The healthcare mentality

Graham noted that one thing that got the health system through the crisis was the healthcare mentality of taking care of each other.

To respond to an immediate crisis, system leadership puts together two teams of volunteers: Team A goes in first as a response team, then Team B comes in later to relieve Team A. It’s a challenge for both teams, whose members must leave their families and home behind during a disaster.

“There was a lot of angst, I will say, especially in some of the leadership of ‘Are people going to sign up on the heels of this major disaster we had?’” Graham said. “And they did. And so, I think it is absolutely a testament to the healthcare sort of genome, if you will.”

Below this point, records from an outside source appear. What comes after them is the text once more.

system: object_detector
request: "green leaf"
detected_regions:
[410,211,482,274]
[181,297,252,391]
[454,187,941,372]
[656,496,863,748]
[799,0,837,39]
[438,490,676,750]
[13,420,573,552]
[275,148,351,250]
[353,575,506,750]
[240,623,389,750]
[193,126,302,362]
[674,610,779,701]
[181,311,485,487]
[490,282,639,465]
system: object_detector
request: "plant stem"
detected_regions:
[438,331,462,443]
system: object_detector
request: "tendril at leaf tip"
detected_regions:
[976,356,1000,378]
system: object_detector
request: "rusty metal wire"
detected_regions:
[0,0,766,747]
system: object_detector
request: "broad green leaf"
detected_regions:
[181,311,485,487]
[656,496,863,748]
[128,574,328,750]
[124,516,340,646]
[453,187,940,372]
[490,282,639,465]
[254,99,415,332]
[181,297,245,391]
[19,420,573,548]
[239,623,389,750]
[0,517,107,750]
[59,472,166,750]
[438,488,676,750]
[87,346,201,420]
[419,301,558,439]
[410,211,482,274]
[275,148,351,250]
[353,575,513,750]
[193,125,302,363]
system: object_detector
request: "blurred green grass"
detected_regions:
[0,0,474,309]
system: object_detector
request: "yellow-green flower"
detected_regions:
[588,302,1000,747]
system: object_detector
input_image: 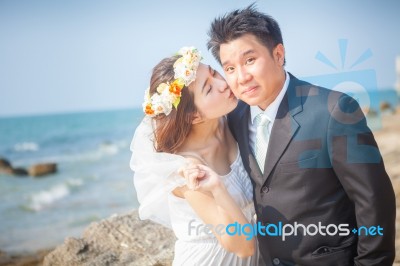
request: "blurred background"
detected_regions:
[0,0,400,258]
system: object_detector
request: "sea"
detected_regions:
[0,109,143,253]
[0,89,399,253]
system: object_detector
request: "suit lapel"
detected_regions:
[236,104,264,184]
[264,75,302,182]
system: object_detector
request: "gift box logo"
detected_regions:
[296,39,381,168]
[302,39,381,130]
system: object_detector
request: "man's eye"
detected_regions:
[246,57,255,64]
[225,67,234,73]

This mindset was also apparent throughout the foodservice team. Reeves noted that while employees dealt with personal impact from the disaster, they continued to work to serve others.

“One of our staff members, she started crying and she said, ‘First, my home; now, my car. I have nothing left anymore,’” Reeves said. “You know, 15 minutes later after we were talking with her, she's back delivering trays to patients. It was unbelievable, the selflessness that people have to take care of patients. And we took care of one another.”